We will demonstrate how physiologic network topology and systems connectivity lead to integrated global behaviors representative of distinct states and functions. We will also show that universal laws govern physiological networks at different levels of integration in the human body (brain-brain, brain-organ, and organ-organ), and that transitions across physiological states are associated with specific modules of hierarchical network reorganization.
We will outline implications for new theoretical developments, basic physiology and clinical medicine, novel platforms of integrated biomedical devices, robotics, and cyborg technology.
The presented investigations are initial steps in building a first atlas of dynamic interactions among organ systems and the human physiolome, a new kind of Big Data blueprint reference maps that uniquely represent physiologic states and functions under health and disease.
About the speaker
Plamen Ch. Ivanov, PhD, DSc, is the Director of the Keck Laboratory for Network Physiology, Research Professor in Physics, Systems in Neuroscience, and Neurosurgery at Boston University.
He has introduced innovative ways to analyze and model physiological systems, adapting and developing concepts and methods from modern statistical physics, nonlinear dynamics and network theory. He has investigated the complex dynamics and underlying control mechanisms of a range of physiological systems, including studies on cardiac and respiratory dynamics, sleep-stage transitions, circadian rhythms, locomotion and brain dynamics, and has uncovered basic laws of physiologic regulation.
Professor Ivanov has pioneered the study of dynamic network interactions of physiological and organ systems. He is the originator and founder of the multidisciplinary field of network physiology.
His current work focuses on developing methods of data analysis to investigate interactions among diverse organ systems and build a theoretical framework to understand how physiologic states and functions at the organism level emerge out of organ network interactions, and how diverse organ systems coordinate and integrate their functions to produce health or disease.

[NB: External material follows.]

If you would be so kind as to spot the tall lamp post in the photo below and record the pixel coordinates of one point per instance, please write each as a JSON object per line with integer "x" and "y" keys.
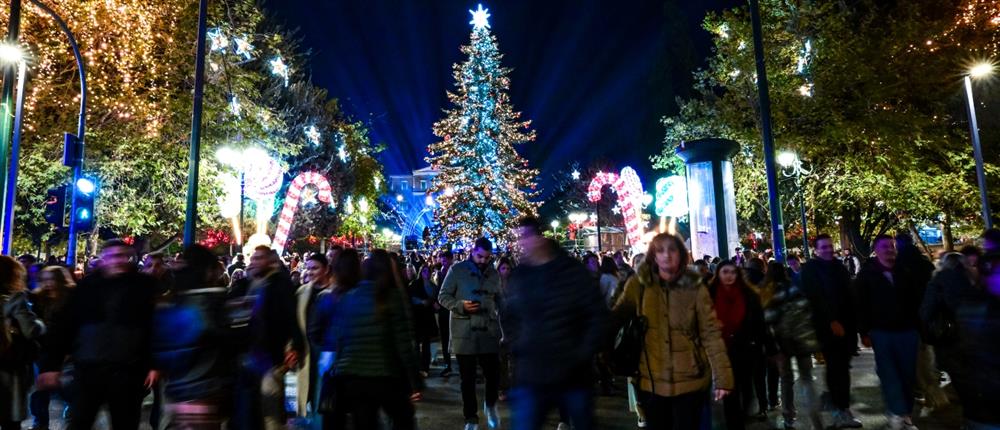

His discoveries have been broadly featured in the media, including Scientific American, Science News, New Scientist, Physics World and The Boston Globe.
Professor Ivanov is the Field Chief Editor of Frontiers in Network Physiology and Director of the International Summer Institute on Network Physiology (ISINP), Lake Como School of Advanced Study. He is a founding member of PhysioNet – the first US National NIH-sponsored data and algorithms research resource, and now a world-leading resource with millions of users.
His research has been funded by NIH, Office of Naval Research (ONR), and the W.M. Keck Foundation.
For his pioneering applications of statistical physics and nonlinear dynamics to physiology and biomedicine, Professor Ivanov was elected Fellow of the American Physical Society in 2010. He is the recipient of the Sustained Research Excellence Award of the Biomedical Research Institute, Brigham and Women’s Hospital, Harvard Medical School (2009–2011); the Georgi Nadjakov Medal of the Bulgarian Academy of Sciences (2012); the Pythagoras (Pitagor) Prize for high achievements in interdisciplinary research (2014); and the $1 million W.M. Keck Foundation National Award (2015).